Veterans are complaining that GI Bill benefits have stalled, and this has caused many, who served their country, to go without the education and housing benefits that they have been promised. The Department of Veterans Affairs claims that a series of glitches are causing many of these benefits to be delayed, and in some cases, payments for these benefits have not been delivered.
Some veterans, close to graduating, have not received benefits, which are creating obstacles in completing their degree programs. Some may also lose their housing, leaving veterans homeless on the streets after not receiving the benefits that were promised to them.
Official figures have not been released on how many veterans are waiting to receive their benefits.
As of November 8, there were as many as 82,000 waiting for their housing payments to be made. Reports suggest that hundreds of thousands of veterans have been impacted, with late payments stretching well into November and just weeks left in the fall semester.
Backlogs are growing in the government, as many benefit programs have applications pending and payments are missed. “In September 2017, the backlog of SSDI benefit applications exceeded 1 million and the estimated wait for benefits grew to more than 2 years,” writes https://www.mooreandhedges.com.
The VA’s Office of Information Technology has been unable to correct the issue, and the age of the current system started to show when a stress-test on the system was performed.

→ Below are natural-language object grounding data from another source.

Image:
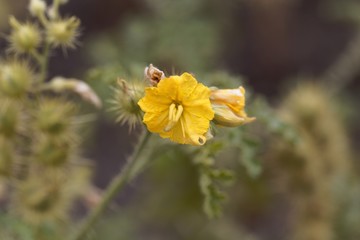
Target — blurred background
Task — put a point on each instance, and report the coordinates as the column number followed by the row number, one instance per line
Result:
column 302, row 57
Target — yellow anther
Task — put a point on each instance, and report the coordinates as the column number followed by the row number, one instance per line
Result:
column 174, row 116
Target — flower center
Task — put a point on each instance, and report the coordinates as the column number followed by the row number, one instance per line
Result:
column 175, row 111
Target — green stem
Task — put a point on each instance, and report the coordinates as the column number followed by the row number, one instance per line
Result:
column 44, row 62
column 128, row 172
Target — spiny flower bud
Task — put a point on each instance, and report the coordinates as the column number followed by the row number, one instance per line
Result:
column 63, row 32
column 52, row 152
column 37, row 7
column 125, row 102
column 24, row 38
column 153, row 75
column 54, row 117
column 9, row 117
column 15, row 79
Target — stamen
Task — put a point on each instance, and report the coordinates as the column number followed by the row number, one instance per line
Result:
column 174, row 116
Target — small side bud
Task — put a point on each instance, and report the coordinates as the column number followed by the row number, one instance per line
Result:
column 37, row 7
column 153, row 75
column 63, row 32
column 125, row 102
column 24, row 38
column 15, row 79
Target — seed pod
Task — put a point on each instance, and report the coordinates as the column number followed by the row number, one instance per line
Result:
column 24, row 38
column 63, row 32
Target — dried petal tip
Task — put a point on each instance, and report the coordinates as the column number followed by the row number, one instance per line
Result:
column 229, row 107
column 153, row 75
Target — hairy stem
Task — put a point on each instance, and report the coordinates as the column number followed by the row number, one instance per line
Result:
column 129, row 171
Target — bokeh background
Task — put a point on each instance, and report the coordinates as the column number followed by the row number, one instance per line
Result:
column 275, row 48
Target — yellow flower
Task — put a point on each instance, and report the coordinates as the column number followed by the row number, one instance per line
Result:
column 229, row 107
column 178, row 108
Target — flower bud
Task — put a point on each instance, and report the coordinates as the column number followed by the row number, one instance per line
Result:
column 15, row 79
column 229, row 107
column 24, row 37
column 37, row 7
column 153, row 75
column 63, row 32
column 8, row 120
column 125, row 102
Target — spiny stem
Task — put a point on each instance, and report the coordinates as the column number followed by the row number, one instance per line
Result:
column 128, row 172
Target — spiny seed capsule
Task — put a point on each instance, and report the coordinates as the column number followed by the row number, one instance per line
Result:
column 15, row 79
column 63, row 32
column 125, row 101
column 24, row 37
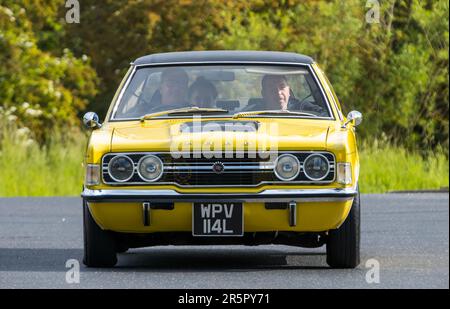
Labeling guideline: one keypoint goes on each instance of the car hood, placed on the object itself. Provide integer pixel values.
(260, 134)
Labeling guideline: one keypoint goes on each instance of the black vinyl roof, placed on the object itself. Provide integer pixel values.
(223, 56)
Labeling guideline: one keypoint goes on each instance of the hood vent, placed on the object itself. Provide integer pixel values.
(219, 126)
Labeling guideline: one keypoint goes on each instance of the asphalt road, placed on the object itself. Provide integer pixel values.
(407, 234)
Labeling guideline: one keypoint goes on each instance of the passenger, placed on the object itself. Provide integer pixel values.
(202, 93)
(275, 92)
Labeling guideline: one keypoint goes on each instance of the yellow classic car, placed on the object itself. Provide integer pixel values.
(222, 147)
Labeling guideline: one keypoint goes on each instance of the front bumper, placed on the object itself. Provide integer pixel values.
(313, 210)
(270, 195)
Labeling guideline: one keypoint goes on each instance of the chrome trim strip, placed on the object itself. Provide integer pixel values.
(270, 195)
(309, 66)
(122, 91)
(330, 111)
(200, 169)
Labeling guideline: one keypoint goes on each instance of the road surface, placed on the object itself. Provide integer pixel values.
(406, 234)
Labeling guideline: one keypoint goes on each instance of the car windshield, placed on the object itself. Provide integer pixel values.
(225, 90)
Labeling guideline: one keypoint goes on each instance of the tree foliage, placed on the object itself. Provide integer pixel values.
(394, 71)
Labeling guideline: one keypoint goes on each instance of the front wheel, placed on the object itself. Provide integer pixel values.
(99, 245)
(343, 244)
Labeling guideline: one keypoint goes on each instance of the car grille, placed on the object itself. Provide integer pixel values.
(192, 171)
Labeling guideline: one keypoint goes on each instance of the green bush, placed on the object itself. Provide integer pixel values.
(385, 168)
(28, 169)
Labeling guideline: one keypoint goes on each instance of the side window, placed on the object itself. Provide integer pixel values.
(132, 93)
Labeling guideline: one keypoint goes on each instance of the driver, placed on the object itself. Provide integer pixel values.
(202, 93)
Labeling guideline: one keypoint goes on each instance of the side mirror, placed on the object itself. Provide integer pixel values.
(91, 120)
(355, 117)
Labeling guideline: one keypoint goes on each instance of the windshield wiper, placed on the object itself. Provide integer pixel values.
(271, 112)
(185, 110)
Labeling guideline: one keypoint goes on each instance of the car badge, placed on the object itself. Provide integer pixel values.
(218, 167)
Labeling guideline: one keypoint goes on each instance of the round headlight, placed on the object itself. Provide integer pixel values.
(150, 168)
(121, 168)
(287, 167)
(316, 167)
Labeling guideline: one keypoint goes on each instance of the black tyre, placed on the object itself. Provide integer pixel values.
(343, 244)
(99, 245)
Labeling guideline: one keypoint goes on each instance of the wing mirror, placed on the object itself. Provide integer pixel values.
(91, 121)
(354, 117)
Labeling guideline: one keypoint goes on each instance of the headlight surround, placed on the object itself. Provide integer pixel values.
(150, 168)
(344, 173)
(121, 168)
(92, 175)
(316, 167)
(287, 167)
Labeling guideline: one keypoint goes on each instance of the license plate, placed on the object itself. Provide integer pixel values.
(217, 219)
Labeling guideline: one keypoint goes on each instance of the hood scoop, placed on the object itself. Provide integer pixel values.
(219, 126)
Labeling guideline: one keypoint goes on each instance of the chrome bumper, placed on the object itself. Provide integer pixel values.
(271, 195)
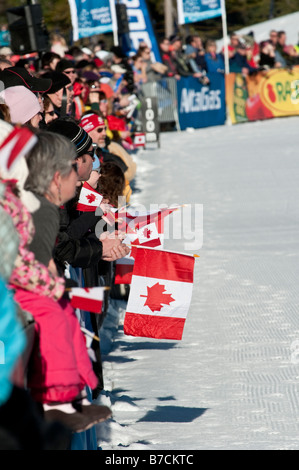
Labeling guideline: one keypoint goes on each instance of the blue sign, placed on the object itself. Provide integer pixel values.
(141, 28)
(90, 17)
(201, 105)
(191, 11)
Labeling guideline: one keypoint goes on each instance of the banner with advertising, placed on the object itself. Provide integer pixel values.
(200, 105)
(140, 29)
(191, 11)
(90, 17)
(264, 95)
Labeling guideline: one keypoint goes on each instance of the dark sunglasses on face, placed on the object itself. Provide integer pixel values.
(91, 154)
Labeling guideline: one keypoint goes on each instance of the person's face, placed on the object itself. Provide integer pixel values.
(98, 136)
(69, 95)
(36, 120)
(234, 41)
(104, 106)
(69, 183)
(54, 63)
(273, 37)
(56, 98)
(84, 163)
(165, 45)
(198, 42)
(71, 73)
(50, 114)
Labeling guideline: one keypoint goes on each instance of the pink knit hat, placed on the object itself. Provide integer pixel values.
(22, 103)
(91, 121)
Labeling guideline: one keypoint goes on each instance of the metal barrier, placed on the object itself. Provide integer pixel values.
(165, 90)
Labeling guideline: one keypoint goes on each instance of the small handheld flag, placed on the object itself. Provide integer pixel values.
(160, 294)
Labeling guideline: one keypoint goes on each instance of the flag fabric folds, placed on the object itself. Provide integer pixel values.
(18, 142)
(89, 199)
(192, 11)
(89, 299)
(160, 294)
(142, 229)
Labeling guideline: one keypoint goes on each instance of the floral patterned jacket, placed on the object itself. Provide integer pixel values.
(28, 273)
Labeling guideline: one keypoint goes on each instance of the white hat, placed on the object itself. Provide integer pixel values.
(118, 69)
(86, 50)
(104, 55)
(22, 103)
(6, 51)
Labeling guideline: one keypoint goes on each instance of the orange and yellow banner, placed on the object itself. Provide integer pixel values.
(264, 95)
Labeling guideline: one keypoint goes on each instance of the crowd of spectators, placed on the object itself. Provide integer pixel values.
(68, 119)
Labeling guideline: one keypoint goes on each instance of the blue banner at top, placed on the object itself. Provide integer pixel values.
(90, 17)
(141, 29)
(200, 105)
(191, 11)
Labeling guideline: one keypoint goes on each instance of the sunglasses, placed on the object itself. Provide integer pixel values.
(91, 154)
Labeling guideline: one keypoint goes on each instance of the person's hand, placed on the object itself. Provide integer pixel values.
(94, 97)
(113, 248)
(93, 179)
(52, 267)
(108, 214)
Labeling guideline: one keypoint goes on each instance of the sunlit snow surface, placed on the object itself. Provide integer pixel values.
(233, 380)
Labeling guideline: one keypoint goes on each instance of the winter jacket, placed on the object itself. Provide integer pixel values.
(12, 341)
(28, 273)
(60, 367)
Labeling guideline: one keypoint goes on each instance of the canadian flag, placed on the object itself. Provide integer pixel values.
(160, 294)
(89, 299)
(139, 139)
(17, 144)
(89, 199)
(143, 229)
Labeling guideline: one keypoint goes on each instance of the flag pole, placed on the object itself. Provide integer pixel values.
(225, 37)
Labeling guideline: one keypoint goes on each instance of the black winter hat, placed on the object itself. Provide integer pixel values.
(72, 131)
(19, 76)
(59, 80)
(64, 64)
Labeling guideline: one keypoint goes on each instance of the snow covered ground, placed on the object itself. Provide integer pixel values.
(233, 381)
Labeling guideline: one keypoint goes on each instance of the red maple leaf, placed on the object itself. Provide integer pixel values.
(147, 233)
(156, 297)
(91, 198)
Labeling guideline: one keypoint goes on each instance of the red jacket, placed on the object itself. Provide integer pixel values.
(60, 366)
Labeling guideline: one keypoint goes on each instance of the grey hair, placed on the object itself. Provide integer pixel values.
(53, 152)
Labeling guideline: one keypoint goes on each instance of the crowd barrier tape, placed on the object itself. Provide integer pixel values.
(188, 103)
(239, 98)
(201, 105)
(165, 91)
(263, 95)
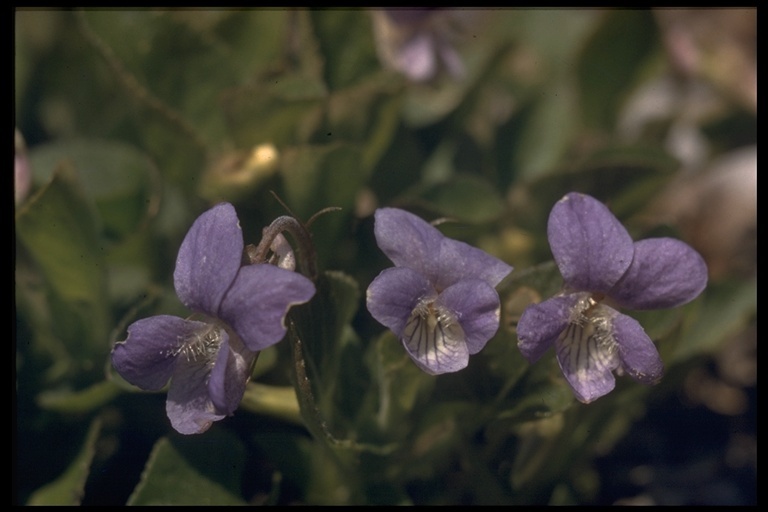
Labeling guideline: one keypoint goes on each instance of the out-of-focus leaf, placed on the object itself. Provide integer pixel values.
(399, 387)
(116, 176)
(366, 113)
(325, 335)
(58, 228)
(626, 177)
(78, 402)
(722, 310)
(547, 133)
(69, 488)
(611, 62)
(198, 470)
(317, 177)
(464, 197)
(281, 110)
(278, 402)
(346, 43)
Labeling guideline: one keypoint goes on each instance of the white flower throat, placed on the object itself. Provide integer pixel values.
(588, 345)
(433, 333)
(200, 346)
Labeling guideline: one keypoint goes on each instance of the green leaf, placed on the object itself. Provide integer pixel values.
(399, 387)
(611, 61)
(69, 488)
(196, 470)
(346, 44)
(58, 228)
(626, 177)
(323, 327)
(79, 402)
(464, 197)
(116, 176)
(282, 110)
(722, 310)
(317, 177)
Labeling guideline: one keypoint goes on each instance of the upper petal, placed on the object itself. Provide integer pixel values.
(458, 260)
(408, 240)
(208, 259)
(260, 297)
(476, 306)
(638, 354)
(230, 374)
(148, 355)
(541, 324)
(591, 247)
(664, 273)
(393, 295)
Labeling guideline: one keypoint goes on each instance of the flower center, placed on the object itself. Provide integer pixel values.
(587, 346)
(202, 344)
(432, 333)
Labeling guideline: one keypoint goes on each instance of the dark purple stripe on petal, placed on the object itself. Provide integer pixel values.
(476, 306)
(394, 294)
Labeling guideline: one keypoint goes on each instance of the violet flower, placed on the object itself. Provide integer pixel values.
(419, 42)
(238, 311)
(439, 299)
(603, 269)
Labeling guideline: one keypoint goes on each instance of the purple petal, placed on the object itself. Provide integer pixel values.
(189, 405)
(458, 260)
(476, 306)
(664, 273)
(541, 324)
(587, 361)
(408, 240)
(148, 355)
(394, 294)
(638, 354)
(230, 374)
(591, 247)
(260, 297)
(208, 259)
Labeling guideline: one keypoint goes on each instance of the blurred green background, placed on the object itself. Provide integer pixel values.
(130, 123)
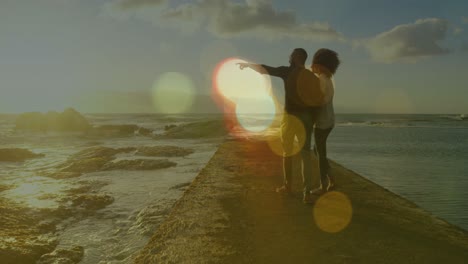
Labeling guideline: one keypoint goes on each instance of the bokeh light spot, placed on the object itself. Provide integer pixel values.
(256, 114)
(173, 92)
(291, 138)
(333, 212)
(236, 84)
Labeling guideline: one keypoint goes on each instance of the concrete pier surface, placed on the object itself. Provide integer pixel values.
(232, 214)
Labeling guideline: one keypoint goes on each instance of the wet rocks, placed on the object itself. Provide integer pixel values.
(84, 165)
(100, 159)
(180, 186)
(124, 130)
(99, 151)
(139, 164)
(17, 154)
(67, 121)
(22, 239)
(92, 201)
(71, 255)
(164, 151)
(204, 129)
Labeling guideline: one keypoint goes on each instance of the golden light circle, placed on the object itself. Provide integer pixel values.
(291, 138)
(256, 114)
(333, 212)
(173, 92)
(236, 84)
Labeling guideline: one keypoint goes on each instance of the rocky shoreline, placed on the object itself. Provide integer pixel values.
(231, 214)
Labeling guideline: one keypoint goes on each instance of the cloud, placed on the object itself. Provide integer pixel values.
(457, 31)
(464, 46)
(228, 19)
(129, 4)
(409, 42)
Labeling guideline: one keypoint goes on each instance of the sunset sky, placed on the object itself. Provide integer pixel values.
(105, 56)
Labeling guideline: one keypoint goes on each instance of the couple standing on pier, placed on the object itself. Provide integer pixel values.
(318, 119)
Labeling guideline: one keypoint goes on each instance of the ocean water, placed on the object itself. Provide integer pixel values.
(141, 199)
(423, 158)
(420, 157)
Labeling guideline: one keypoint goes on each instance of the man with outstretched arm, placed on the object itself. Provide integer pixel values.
(296, 116)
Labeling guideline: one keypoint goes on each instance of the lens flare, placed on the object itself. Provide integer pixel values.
(333, 212)
(292, 137)
(173, 92)
(235, 84)
(256, 114)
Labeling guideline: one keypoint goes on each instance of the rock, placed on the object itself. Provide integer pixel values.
(120, 131)
(68, 121)
(204, 129)
(139, 164)
(169, 127)
(71, 255)
(93, 201)
(145, 132)
(63, 175)
(23, 239)
(95, 152)
(163, 151)
(84, 165)
(180, 186)
(5, 187)
(17, 154)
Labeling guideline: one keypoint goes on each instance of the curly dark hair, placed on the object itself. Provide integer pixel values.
(327, 58)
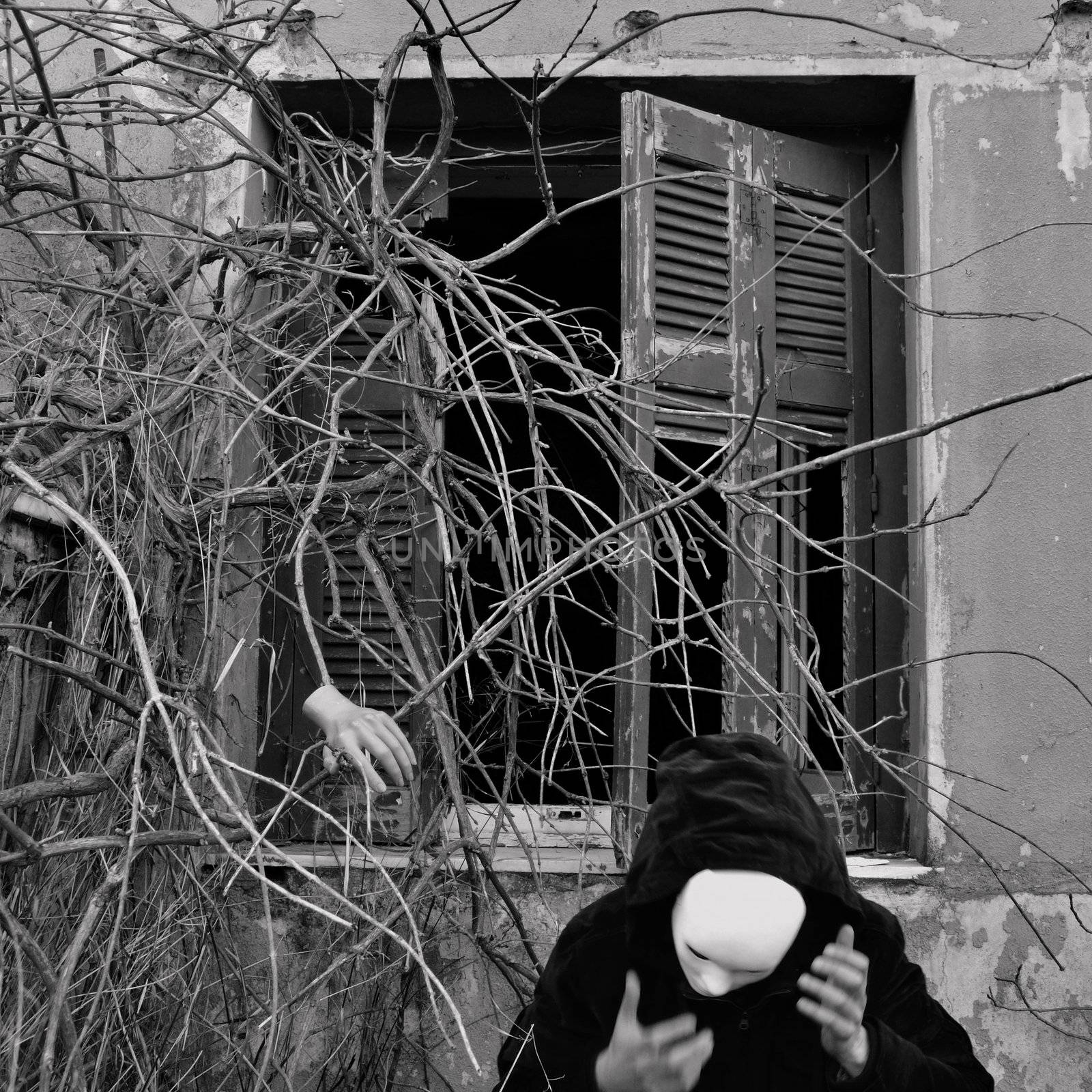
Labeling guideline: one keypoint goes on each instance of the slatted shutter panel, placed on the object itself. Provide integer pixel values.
(822, 332)
(724, 256)
(686, 338)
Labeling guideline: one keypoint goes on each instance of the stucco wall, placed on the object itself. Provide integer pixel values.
(988, 152)
(971, 950)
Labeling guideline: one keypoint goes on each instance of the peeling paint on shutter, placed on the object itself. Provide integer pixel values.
(693, 260)
(811, 281)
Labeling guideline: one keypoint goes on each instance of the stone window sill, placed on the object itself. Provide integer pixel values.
(593, 862)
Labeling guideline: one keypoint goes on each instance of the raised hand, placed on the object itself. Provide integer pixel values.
(663, 1057)
(838, 992)
(358, 732)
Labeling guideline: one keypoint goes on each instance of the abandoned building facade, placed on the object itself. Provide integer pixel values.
(904, 240)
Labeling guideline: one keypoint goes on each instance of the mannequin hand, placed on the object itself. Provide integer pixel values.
(356, 732)
(837, 1002)
(663, 1057)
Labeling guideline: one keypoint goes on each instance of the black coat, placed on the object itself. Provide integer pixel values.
(734, 802)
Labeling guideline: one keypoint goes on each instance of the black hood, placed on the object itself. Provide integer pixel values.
(730, 802)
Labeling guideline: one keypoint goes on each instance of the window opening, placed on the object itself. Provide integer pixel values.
(564, 737)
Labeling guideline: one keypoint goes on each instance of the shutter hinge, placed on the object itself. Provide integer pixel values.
(748, 207)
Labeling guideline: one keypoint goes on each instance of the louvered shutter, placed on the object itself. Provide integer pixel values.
(373, 485)
(707, 261)
(687, 355)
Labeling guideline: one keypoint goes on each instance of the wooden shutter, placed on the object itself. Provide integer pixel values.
(363, 653)
(707, 261)
(688, 358)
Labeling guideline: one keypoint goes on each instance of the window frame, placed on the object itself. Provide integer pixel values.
(886, 318)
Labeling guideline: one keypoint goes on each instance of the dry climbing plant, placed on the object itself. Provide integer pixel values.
(156, 363)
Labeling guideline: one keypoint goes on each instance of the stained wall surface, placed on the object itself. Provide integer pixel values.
(997, 189)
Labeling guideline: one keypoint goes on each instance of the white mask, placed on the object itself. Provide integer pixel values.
(732, 928)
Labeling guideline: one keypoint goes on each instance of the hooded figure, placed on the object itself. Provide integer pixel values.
(734, 803)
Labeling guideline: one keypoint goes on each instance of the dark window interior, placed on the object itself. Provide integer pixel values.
(571, 265)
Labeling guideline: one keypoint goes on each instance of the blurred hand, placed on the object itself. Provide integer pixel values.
(358, 732)
(663, 1057)
(837, 990)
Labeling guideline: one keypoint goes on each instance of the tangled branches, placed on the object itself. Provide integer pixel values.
(271, 420)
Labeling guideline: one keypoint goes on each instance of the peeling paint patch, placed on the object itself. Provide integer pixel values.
(915, 19)
(327, 9)
(1075, 134)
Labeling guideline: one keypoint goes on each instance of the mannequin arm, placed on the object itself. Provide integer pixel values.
(358, 732)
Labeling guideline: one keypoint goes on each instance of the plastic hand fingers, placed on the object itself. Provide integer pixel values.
(364, 766)
(669, 1032)
(384, 738)
(329, 760)
(400, 740)
(358, 737)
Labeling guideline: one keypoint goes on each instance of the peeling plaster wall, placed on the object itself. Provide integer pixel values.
(358, 33)
(988, 152)
(1013, 576)
(971, 950)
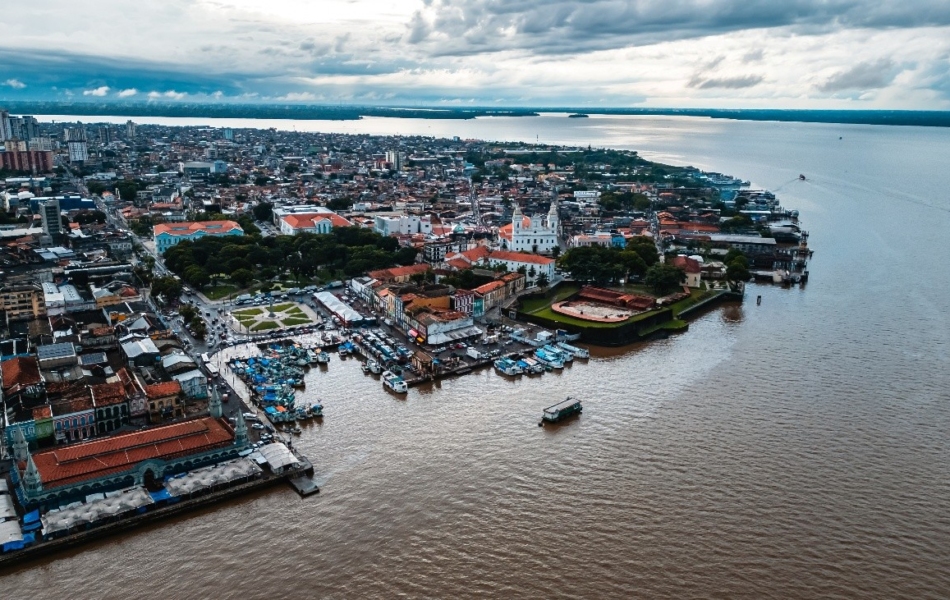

The stress test caused many colleges and universities to have to reenter student information.
Upgrades to the way ZIP code processing was performed was pushed through, causing many schools to receive enrollment information just weeks before the fall semester. Many schools were not be able to keep up with a process that would normally spread from spring through the end of summer.
Testing and changes to the system are still being implemented in an attempt to correct the delay. The delay had caused an additional 100,000 pending claims compared to a year prior in August. Veterans have been forced out of their homes in some cases, and others have had to take on credit card debt or loans to ensure that they can stay enrolled in degree programs.
A hearing on the matter is scheduled this week that will investigate the matter by the House Committee on Veterans’ Affairs.
Booz Allen Hamilton, the contracting billion-dollar company that was hired by the VA to update the system, will be called on by the committee to testify on the issue.